Bir hüznün resmi gibi, kalbi olmayan bir yüz.
(Hamlet, William Shakespare)
Dorian Gray’in portresi, 1891 yılında yayımlanan, Oscar Wilde’nin roman türündeki tek eseridir. Yazarın bu eseri yazma kararını alması ilginç bir olay sonucu olmuştur. Bir tür iddialaşma sonucu bu romanı kaleme aldığı söylenir. Yazara, içinde bulunduğu bir toplulukta birisi tarafından, roman türünde bir eser yazamayacağı yorumu yapılır. Bunun üzerine Wilde, yayımlandığı dönemde, ahlâksız imgelerle dolu olduğu gerekçesiyle epeyce eleştirilecek olan Dorian Gray’e sözcüklerle can verir.
2009 yılında beyaz perdeye uyarlanan dram/fantastik türündeki yapımın yönetmen koltuğunda Oliver Parker oturur. Senaryoda, her ne kadar kitaba sadık kalınsa da, konu ve olaylar arasındaki kopukluklar özellikle de kitabını okuyan izleyici tarafından, bariz bir şekilde hissedilir. Kullanılan kostümler, iç ve dış mekânlar, ışık, dekor ve müzikler dönemin ruhunu iyi bir şekilde yansıtır. Ancak filmin, büyük bir kısmının iç mekânlarda geçmesi, loş ve bazen de karanlık atmosferlerde geçen uzun sahneler bir süre sonra izleyici için sıkıcı olabilir. Dorian rolüne hayat veren Ben Barnes ve Lord Henry rolünü çok iyi bir şekilde içselleştirmiş olan Colin Firth’in karşılıklı oynadığı sahneler ve kullanılan replikler belki de filmi bütünüyle sırtlayan kısımlardı diyebiliriz.
Dorian Gray, bir tür 19. yüzyıl ‘Narcissus’ öyküsü gibidir. Hâni Yunan mitolojisinde kendi suretine âşık olan Narcissus. Görenleri kendine hayran bırakan bir görünüşe sahip olan Narcissus’a kâhinler, eğer kendi suretine bakmazsa uzun bir ömür süreceğini söylerler. Bir peri olan Echo, Narcissus’a âşık olur. Ancak, duyarsız ve kibirli genç Narcissus bu aşka karşılık vermez. Echo bu aşkın acısıyla harap olur. Tanrılar, Echo’nun intikamını almak isterler. Nitekim bir gün, bir nehir kenarına gelen Narcissus, suda kendi yansımasını görür. Görür görmez de kendine âşık olur. Erişilmez ve sapkınca olan bir istekle her gün öylece kendini izler. Sevgilisine yani kendine ulaşamamanın ve doyamamanın eziyetiyle günden güne tükenir ve ölüp gider. İşte, sıkça kullandığımız ve özseverlik, kendini beğenme, kendine âşık olma anlamlarına gelen ‘Narsizm ve Narsist’ sözcüklerinin bu mitolojik öyküden ortaya çıktığı söylenir.

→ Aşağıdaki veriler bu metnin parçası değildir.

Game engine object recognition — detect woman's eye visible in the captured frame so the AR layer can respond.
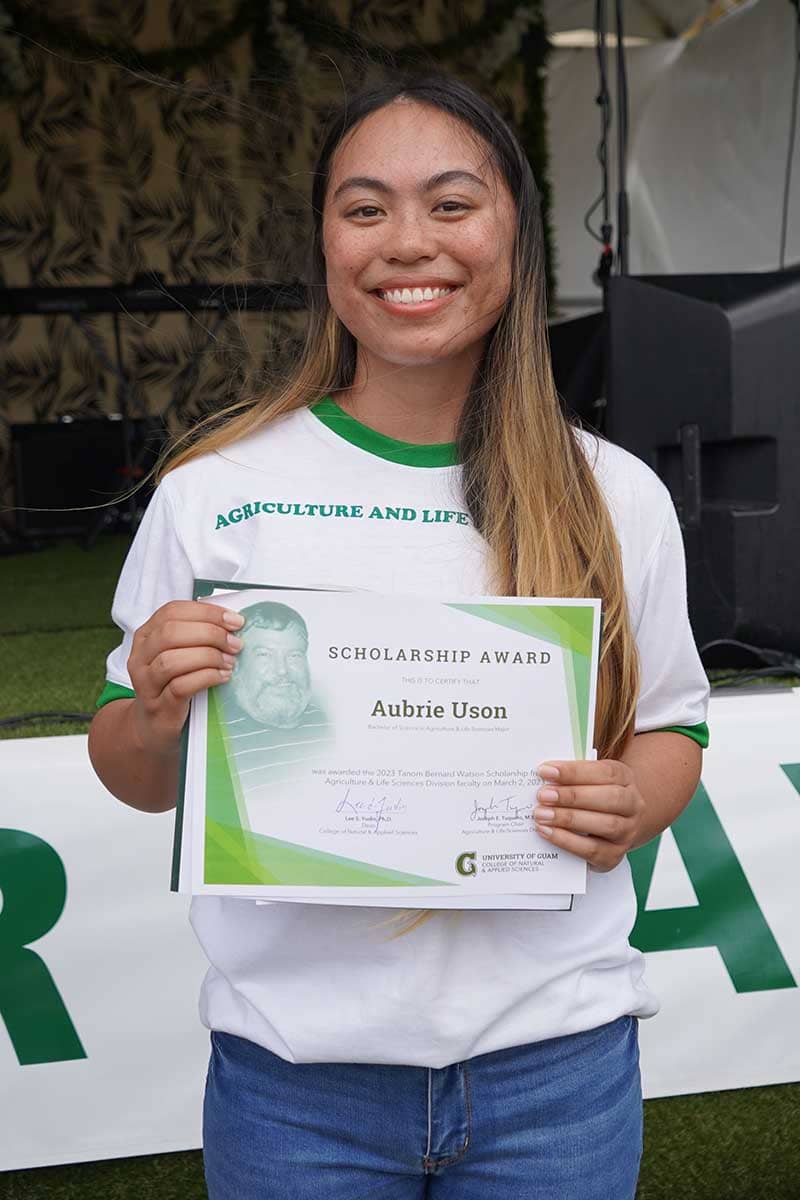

Mitolojik karakter Narcissus, Oscar Wilde’nin romanında Dorian Gray olarak vücut bulur. Dorian, anlamlı ve güzel bir yüze sahiptir. Sadece dış görünüşüyle değil içinde bulunduğu toplumun aksine sürdürdüğü ahlâklı yaşamıyla da, çevresinin sevgisini kazanmıştır. Ancak bu saf melek aslında her birimiz gibi kalbinde ve ruhunda lekeye sahiptir. Bazen iradesizlikle, bazen kibirle hatta bazen az bir teşvikle büyüyüp ruhumuzu kaplayabilecek olan leke… Her birimiz gibi, hem cenneti ve iyiliği hem de cehennemi ve kötülüğü içinde taşır. Hangisini besleyip kuvvetlendireceğimiz, hangisine eğilim göstereceğimizin bizim seçimimize, bazen içine girdiğimiz çevreye ve bazen de şartların bizi itmesine bağlı olan cennet ve cehennemimiz…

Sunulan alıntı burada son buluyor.